Cremation regulations in England and Wales

Cremation regulations in England and Wales

The Cremation Act of 1902 legislates cremation regulations in England and Wales. It regulates the burning of human remains and the establishing of crematoria.  The most recent amendments became law in April 2018.

Why are there cremation regulations?

Cremation regulations ensure that the body meets all the requirements to be cremated. Cremation of a body could destroy any forensic evidence, so the reason for the death must be clearly established. The application procedure for cremation rules out the possibility of any foul play.

Regulations for cremation also ensure the standardised treatment of the body and sets controls and standards on all of the participants.

What amendments are there to the cremation regulations?

For the first time, the amendment of 2016 includes a statutory definition of ashes. This states that ashes are ‘all the material left in the cremator after a cremation following the removal of any metal and any subsequent grinding or other process which is applied to the material’.
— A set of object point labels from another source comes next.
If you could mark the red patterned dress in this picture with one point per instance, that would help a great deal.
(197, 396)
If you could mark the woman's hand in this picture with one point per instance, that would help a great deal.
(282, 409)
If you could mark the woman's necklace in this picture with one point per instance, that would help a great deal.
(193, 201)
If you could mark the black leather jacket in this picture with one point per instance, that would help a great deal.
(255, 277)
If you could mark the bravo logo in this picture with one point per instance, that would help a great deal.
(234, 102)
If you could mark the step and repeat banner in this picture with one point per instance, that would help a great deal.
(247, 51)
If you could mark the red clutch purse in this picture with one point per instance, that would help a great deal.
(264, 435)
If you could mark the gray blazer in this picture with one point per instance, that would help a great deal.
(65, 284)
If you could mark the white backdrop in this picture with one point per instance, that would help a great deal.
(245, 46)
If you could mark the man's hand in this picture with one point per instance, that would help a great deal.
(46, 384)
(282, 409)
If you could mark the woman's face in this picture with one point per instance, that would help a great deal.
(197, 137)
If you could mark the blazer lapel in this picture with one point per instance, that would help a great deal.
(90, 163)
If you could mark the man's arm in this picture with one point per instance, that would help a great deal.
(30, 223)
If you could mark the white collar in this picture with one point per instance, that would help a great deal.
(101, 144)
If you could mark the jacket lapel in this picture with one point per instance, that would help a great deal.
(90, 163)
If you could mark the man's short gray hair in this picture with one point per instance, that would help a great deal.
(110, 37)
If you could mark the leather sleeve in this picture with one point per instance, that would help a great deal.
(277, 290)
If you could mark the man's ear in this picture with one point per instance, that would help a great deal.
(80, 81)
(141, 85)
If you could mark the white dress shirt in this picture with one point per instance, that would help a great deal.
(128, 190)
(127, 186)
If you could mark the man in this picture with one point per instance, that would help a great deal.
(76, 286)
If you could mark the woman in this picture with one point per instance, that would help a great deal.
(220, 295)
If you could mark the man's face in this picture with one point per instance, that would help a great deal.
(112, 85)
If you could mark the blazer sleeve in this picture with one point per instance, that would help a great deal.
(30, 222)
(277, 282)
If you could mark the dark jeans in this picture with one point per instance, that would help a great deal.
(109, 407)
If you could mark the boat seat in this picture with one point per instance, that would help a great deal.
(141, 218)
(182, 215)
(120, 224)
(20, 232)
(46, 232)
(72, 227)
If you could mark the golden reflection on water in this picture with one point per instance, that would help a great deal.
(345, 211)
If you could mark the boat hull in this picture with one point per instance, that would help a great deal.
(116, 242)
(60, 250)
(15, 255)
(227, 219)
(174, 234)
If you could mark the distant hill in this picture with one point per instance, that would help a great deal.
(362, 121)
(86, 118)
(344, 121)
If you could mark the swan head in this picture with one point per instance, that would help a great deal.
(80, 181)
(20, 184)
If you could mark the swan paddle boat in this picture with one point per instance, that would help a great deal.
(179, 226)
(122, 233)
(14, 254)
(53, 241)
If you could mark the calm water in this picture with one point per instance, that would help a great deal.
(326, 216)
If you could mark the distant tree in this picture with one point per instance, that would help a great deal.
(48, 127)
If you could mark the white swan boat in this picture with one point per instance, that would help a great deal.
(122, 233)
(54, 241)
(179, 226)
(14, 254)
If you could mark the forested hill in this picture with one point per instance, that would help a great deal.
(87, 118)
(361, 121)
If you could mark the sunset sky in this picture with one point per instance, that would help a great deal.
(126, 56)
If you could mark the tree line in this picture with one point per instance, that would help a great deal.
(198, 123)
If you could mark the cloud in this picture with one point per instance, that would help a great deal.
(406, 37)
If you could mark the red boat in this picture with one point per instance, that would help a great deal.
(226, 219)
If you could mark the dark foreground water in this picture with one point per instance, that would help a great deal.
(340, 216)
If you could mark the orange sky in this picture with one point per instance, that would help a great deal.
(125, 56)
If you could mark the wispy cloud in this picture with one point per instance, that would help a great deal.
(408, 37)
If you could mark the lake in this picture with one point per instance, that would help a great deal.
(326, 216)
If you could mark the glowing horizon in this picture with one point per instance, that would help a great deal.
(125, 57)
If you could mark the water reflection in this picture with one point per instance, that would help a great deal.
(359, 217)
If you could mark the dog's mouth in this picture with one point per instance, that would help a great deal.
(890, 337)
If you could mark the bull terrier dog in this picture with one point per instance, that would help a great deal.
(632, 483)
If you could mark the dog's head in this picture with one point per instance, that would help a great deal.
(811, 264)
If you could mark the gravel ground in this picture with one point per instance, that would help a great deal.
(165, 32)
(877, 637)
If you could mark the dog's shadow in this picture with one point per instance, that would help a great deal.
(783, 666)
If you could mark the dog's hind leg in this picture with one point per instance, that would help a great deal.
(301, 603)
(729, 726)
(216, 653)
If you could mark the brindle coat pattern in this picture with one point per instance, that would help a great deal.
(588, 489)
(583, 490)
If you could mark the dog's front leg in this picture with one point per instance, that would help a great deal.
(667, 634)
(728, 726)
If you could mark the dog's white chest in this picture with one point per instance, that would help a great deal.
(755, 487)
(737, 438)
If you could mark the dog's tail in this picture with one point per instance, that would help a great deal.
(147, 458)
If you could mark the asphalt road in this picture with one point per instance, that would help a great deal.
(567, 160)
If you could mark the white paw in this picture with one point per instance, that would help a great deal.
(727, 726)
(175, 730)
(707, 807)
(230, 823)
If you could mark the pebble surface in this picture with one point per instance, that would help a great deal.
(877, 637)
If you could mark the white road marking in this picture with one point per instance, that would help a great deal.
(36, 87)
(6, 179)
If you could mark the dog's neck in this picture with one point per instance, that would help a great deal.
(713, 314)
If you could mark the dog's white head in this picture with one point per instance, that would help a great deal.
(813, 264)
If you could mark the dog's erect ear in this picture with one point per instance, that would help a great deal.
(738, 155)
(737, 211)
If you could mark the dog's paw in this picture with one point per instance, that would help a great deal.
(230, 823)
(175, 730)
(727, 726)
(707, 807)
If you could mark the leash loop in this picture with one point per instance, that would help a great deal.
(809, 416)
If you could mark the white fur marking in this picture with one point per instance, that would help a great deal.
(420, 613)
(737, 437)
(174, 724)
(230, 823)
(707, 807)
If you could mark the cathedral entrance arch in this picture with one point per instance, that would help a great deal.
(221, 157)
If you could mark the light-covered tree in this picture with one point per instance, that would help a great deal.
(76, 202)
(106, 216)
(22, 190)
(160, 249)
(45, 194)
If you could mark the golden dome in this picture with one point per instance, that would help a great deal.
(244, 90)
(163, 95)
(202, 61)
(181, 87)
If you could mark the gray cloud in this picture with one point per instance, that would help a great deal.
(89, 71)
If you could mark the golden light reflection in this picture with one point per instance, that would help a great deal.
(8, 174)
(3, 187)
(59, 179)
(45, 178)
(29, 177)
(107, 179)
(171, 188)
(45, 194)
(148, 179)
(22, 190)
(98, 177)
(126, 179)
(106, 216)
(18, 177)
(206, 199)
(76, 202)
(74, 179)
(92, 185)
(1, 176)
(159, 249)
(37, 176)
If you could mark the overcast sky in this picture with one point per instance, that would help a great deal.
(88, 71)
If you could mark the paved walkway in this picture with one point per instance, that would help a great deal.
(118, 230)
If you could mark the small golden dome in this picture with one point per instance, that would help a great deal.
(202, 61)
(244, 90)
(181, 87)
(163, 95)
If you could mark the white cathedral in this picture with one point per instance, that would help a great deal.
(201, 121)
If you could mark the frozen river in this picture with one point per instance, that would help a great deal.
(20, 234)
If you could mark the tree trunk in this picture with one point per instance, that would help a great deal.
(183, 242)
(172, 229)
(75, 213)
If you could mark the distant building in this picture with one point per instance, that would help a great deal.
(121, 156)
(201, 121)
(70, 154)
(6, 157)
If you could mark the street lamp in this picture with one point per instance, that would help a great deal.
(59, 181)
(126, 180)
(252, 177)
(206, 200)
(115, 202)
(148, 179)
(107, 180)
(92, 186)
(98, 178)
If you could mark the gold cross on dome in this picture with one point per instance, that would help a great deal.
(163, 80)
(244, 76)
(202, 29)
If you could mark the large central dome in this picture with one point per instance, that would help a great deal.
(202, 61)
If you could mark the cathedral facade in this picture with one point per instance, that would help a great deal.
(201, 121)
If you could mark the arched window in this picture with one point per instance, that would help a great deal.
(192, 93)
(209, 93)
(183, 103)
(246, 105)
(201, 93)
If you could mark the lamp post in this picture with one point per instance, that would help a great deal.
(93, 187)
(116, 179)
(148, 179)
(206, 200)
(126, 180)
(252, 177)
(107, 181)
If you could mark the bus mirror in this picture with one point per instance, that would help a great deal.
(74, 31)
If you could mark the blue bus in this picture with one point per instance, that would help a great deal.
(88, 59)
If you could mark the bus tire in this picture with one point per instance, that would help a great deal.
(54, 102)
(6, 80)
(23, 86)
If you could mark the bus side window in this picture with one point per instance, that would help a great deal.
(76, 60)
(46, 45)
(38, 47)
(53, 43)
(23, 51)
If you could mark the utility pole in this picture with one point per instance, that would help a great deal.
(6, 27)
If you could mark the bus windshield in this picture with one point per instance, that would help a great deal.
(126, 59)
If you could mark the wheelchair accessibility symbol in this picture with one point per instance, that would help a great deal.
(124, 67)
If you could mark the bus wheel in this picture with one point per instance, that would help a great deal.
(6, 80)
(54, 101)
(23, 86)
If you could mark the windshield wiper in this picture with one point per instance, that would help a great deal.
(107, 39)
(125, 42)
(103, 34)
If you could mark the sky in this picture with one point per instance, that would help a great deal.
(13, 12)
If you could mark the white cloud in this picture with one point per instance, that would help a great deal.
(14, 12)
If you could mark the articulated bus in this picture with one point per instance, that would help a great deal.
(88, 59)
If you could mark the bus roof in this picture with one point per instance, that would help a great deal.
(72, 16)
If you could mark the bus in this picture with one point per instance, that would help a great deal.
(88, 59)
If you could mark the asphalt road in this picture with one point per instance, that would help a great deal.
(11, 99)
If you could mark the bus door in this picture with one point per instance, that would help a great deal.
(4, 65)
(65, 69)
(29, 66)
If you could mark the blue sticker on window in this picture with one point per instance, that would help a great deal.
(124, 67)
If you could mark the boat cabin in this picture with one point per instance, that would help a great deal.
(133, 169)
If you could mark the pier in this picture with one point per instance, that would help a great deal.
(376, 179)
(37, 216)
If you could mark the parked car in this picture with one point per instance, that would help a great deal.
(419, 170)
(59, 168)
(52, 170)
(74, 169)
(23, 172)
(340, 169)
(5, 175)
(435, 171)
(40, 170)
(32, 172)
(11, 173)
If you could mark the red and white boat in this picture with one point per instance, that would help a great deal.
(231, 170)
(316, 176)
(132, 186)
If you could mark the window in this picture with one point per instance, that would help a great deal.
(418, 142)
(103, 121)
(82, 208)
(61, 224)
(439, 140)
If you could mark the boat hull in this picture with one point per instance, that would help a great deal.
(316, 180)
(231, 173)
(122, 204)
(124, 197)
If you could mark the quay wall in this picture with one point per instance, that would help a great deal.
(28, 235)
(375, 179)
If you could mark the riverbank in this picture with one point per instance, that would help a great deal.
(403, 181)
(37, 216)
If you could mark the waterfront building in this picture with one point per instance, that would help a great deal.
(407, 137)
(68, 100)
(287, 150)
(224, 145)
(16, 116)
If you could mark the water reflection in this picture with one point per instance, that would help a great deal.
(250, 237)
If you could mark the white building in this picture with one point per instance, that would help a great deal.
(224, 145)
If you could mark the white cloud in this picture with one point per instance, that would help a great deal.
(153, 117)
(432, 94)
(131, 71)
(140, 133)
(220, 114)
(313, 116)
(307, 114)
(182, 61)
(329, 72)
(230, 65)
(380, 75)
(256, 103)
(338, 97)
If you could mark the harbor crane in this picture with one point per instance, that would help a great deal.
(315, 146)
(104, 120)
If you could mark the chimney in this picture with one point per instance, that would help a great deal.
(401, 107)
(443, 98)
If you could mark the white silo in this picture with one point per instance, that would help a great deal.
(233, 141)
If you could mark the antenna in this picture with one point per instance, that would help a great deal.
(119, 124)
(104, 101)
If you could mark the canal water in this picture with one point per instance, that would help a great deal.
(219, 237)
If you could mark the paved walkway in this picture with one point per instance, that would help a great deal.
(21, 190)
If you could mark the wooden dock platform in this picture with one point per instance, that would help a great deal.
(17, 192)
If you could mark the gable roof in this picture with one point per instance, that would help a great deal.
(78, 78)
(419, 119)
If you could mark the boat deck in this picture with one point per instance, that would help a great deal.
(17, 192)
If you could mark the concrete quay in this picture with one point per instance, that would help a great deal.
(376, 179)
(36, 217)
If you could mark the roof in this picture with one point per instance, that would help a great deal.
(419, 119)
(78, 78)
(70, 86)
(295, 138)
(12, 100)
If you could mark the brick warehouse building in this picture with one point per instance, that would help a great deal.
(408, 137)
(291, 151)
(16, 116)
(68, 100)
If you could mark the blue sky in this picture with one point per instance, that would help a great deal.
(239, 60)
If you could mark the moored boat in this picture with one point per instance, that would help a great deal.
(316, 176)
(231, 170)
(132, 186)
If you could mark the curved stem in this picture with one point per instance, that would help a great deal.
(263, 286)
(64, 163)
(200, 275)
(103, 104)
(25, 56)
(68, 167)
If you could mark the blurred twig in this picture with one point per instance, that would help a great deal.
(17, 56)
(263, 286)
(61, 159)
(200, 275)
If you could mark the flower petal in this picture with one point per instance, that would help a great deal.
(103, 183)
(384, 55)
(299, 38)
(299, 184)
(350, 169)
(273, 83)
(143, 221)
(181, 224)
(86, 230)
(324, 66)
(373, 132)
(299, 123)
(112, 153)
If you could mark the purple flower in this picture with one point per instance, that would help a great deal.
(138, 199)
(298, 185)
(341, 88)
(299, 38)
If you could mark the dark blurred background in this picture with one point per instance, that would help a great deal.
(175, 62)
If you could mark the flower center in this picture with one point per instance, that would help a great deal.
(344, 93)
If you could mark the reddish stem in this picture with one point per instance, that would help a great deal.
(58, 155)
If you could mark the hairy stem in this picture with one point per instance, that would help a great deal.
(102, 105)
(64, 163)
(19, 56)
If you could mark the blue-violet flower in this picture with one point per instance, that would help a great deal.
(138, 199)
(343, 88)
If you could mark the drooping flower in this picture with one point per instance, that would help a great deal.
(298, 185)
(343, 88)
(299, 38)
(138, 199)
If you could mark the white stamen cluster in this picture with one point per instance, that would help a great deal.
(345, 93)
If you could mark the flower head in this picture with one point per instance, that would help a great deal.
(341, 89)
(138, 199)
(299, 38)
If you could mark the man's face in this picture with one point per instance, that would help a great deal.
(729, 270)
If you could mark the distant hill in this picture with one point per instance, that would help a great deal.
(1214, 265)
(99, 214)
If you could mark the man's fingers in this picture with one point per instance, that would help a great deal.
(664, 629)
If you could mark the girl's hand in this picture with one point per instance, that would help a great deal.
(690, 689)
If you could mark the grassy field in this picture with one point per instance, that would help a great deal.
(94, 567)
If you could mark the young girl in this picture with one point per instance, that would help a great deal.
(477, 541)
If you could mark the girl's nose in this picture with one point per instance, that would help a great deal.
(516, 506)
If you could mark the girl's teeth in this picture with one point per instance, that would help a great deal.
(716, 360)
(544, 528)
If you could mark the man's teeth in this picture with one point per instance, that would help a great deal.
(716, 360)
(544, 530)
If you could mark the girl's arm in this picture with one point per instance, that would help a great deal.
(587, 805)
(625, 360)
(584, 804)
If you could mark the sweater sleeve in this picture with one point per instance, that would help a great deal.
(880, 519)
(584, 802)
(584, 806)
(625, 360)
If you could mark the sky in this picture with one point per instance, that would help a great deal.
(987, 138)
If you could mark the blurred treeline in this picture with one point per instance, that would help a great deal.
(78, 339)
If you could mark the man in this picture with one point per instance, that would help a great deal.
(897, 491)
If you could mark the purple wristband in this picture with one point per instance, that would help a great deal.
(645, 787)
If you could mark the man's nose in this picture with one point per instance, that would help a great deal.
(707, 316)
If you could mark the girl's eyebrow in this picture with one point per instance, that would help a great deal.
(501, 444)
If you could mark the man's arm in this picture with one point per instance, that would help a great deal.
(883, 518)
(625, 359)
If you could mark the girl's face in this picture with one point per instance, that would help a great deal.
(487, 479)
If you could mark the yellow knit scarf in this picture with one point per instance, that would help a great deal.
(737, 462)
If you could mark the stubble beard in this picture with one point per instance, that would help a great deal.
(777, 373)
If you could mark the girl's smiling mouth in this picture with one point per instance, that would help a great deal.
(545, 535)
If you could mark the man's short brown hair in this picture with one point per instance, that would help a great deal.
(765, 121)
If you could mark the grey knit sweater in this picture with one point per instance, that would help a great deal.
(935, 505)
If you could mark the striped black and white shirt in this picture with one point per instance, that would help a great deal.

The latest amendment includes new cremation application forms, and these are available for the first time in the Welsh language. They include a section where the applicant can instruct on the disposal of the ashes. However, you can amend or change this later on if you wish.

You can now complete and sign these forms electronically. Also, crematoria no longer have to maintain for two years hard copies of these forms as was required previously.

The new amendment allows crematoria to return the ashes to someone other than the applicant in certain exceptional circumstances.

What do I need to do to arrange a cremation?

To cremate a body you must submit an application and meet a number of requirements. You can find full information on how to do this here.

Before applying, you will need a death certificate which states the cause of death. If you are a close relative, when you register the death at your local registry office you can ask for a certified copy of the death certificate. Alternatively, you can order copies online here.

You will need to submit a consent form for the cremation, along with two medical certificates. One, from the doctor attending the person at the time of their death or immediately after. The other, from an unrelated doctor who examines the body and communicates with the first doctor. Family members can legally see these documents if they so desire. Finally, a doctor at the crematorium signs another form stating that  the cremation complies with all the legal requirements

After cremation, the family receives a certificate along with the ashes.